Ve Mahşer günü de Devlete, halka ait bir mumu kullandığım içinde Allah huzurunda hesap vermem gerekirdi.

Oysa Allah o mumu bana devlet işlerim için göndermiş ve devlet işlerimde kullanmak için Allah bana hibe etmişti.

Ben o mumu seninle konuşmak için kullansam, Devletin malını kullandın halkın malını kendi malınmış gibi kullandın diye Allah benden bunun hesabını sorardı onun için o mumu söndürüp kendi cebimden biriktirdiğim bir mumu aldım ve kendi birikimimle aldığım bir ateş ile onu yakıp senle konuştum.
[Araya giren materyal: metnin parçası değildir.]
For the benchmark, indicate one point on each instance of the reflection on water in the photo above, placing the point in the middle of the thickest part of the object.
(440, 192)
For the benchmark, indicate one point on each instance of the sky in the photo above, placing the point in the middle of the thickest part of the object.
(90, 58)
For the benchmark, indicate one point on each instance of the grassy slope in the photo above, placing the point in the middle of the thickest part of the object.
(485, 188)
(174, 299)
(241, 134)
Böylelikle Devletin ve halkın malından bir mumu kullanmamış oldum. Hiç kimse Devletin malını kendi malı gibi kullanmasın.

Çünkü Devletin malı halkın malıdır.

Onu kullanan mahşer günü hesaptan kurtulamaz.

İşte o mumu söndürmemin ve kendi mumumu yakmamın sebebi de buydu ya Osman Affan’ dedi.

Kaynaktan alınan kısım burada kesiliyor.